Он метнулся к входной двери и выскочил на улицу. Она ждала его на лестнице. Через минуту он вернулся и закрыл за собой дверь. Она снова пошла вверх по лестнице и, включив свет на верхней площадке, встала спиной к выключенному камину.

Оливер последовал за ней, осторожно и внимательно осматривая уютную комнату, светлые стены, мебель, обитую веселым ситцем с весенними цветами. Угловой буфет из соснового дерева, который Виктория нашла в магазине подержанных вещей и сама привела в божеский вид, ее картины, ее книги.

Он удовлетворенно улыбнулся.

— Здесь ничего не изменилось. Все осталось так, как было. Это здорово, когда ничего не меняется. — Он перевел взгляд на ее лицо. — А я думал, что ты уехала. Вышла за кого-нибудь замуж и переехала. Я был почти уверен, что дверь откроет совершенно незнакомый мне человек. И вдруг появилась ты. Это просто чудо.

Виктория поняла, что совершенно не знает, что сказать. Наверное, я лишилась дара речи, подумала она. Пытаясь найти хоть какие-нибудь слова, она заметила, что тоже оглядывает комнату. Под книжным шкафом был небольшой бар, где она держала скудный набор бутылок с напитками.

— Хочешь что-нибудь выпить? — спросила она.

— Да, очень хочу.

Она положила сумочку и присела на корточки перед баром. Там оказался херес, полбутылки вина, почти пустая бутылка виски. Она вынула виски.

— Боюсь, что выбор небольшой.

— Отлично. — Он взял у нее бутылку. — Я сейчас…

Он исчез в кухне. Он вел себя в ее квартире как дома, будто ушел из нее только вчера. Она услышала звон стекла, шум воды из крана.

— Тебе налить? — крикнул он.

— Нет, спасибо.

Он вышел из кухни со стаканом в руке.

— Где будет вечер, на который ты идешь?

— В Кемдон-Хилле. У друзей моей матери.

— И долго он будет продолжаться?

— Не думаю.

— Ты вернешься к ужину?

Виктория чуть было не рассмеялась, потому что в этом был весь Оливер Доббс — он приглашает ее на ужин в ее собственной квартире.

— Думаю, что да.

— Тогда отправляйся в гости, а я подожду тебя здесь.
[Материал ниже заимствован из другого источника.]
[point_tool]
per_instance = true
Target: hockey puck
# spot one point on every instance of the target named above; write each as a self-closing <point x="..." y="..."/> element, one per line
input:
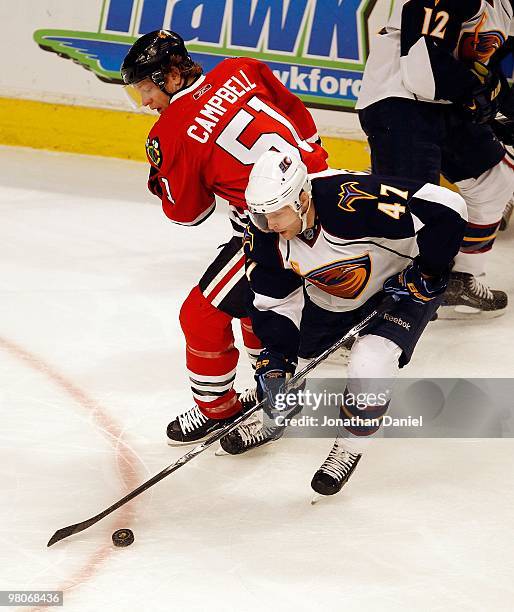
<point x="122" y="537"/>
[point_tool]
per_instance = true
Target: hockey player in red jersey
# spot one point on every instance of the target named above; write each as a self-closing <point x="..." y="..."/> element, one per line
<point x="212" y="129"/>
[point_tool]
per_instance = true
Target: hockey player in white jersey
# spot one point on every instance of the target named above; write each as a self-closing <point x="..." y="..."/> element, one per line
<point x="426" y="103"/>
<point x="325" y="250"/>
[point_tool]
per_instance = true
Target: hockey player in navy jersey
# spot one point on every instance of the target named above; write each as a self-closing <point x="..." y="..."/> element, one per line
<point x="426" y="103"/>
<point x="324" y="250"/>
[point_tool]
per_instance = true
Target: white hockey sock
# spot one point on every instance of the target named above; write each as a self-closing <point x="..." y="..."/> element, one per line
<point x="471" y="263"/>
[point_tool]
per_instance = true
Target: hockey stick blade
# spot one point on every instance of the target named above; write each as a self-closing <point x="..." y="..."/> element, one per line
<point x="65" y="532"/>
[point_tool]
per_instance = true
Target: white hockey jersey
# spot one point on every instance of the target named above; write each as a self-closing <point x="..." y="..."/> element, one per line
<point x="425" y="50"/>
<point x="367" y="228"/>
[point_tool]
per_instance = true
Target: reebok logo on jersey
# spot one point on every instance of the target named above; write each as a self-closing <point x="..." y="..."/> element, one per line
<point x="397" y="321"/>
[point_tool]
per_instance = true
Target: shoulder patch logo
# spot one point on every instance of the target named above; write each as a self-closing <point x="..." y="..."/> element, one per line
<point x="345" y="278"/>
<point x="350" y="193"/>
<point x="198" y="94"/>
<point x="248" y="239"/>
<point x="153" y="150"/>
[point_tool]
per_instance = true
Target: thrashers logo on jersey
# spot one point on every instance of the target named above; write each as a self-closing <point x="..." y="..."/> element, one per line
<point x="350" y="193"/>
<point x="153" y="150"/>
<point x="480" y="46"/>
<point x="345" y="278"/>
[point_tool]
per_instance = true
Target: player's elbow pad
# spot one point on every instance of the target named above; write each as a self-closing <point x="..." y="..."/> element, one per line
<point x="416" y="71"/>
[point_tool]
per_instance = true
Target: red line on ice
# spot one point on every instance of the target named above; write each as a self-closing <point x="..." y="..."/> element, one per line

Заметив выражение ее лица, он быстро добавил:

— Это важно. Мне нужно поговорить с тобой. И разговор у нас будет долгим.

Его слова прозвучали зловеще, как будто за ним кто-то гнался, например полиция или какой-нибудь головорез из Сохо с пружинным ножом.

— С тобой ничего дурного не случилось?

— Ну, что ты забеспокоилась! Ничего не случилось. — И добавил совсем буднично и спокойно: — У тебя в доме есть еда?

— Есть немного супу. Бекон и яйца. Я могу сделать салат. Или, если хочешь, можем пойти поужинать в ресторан. Здесь совсем рядом есть греческий ресторан, он только что открылся…

— Нет, мы никуда не пойдем. — Он сказал это так решительно, что у Виктории снова возникли дурные предчувствия. А он продолжал: — Я ничего не хотел говорить тебе, пока не выясню, какова у тебя ситуация. Дело в том, что в машине есть кое-кто еще. Нас двое.

— Двое?

Она тут же представила себе или подружку, или пьяного приятеля, или даже собаку.

Вместо ответа Оливер поставил стакан и снова сбежал вниз по лестнице. Она слышала, как он распахнул дверь и зашагал по мостовой. Она вышла на верхнюю площадку и ждала его возвращения. Дверь осталась открытой, и, вернувшись, он осторожно закрыл ее ногой, потому что руки у него были заняты — он держал большой сверток с мирно спящим малышом.

3. ПЯТНИЦА

Было четверть восьмого, когда изнурительный рабочий день подошел к концу и Джон Данбит, наконец, въехал в своей машине на относительно спокойную улицу Кадоган-Плейс через узкий проезд между тесно стоявшими автомобилями и с трудом протиснулся к нужной ему парадной двери, чтобы там припарковаться. Он выключил мотор, погасил свет, протянув руку, взял с заднего сиденья пухлый портфель и плащ. Затем вылез из машины и запер ее.

Он вышел из конторы и начал нелегкий ежедневный путь домой под проливным дождем, но сейчас, спустя полчаса или около того, дождь вроде бы чуть-чуть утих. Было темно и ветрено, и по небу, бронзовому от света городских огней, неслись дождевые тучи, не предвещавшие ничего хорошего. Однако после десяти часов работы в жарком и душном помещении ночной воздух показался ему свежим и бодрящим. Медленно шагая по тротуару с портфелем, стукавшимся о его ногу, он пару раз глубоко вздохнул, набрав полные легкие воздуха, и подставил лицо свежему холодному ветру.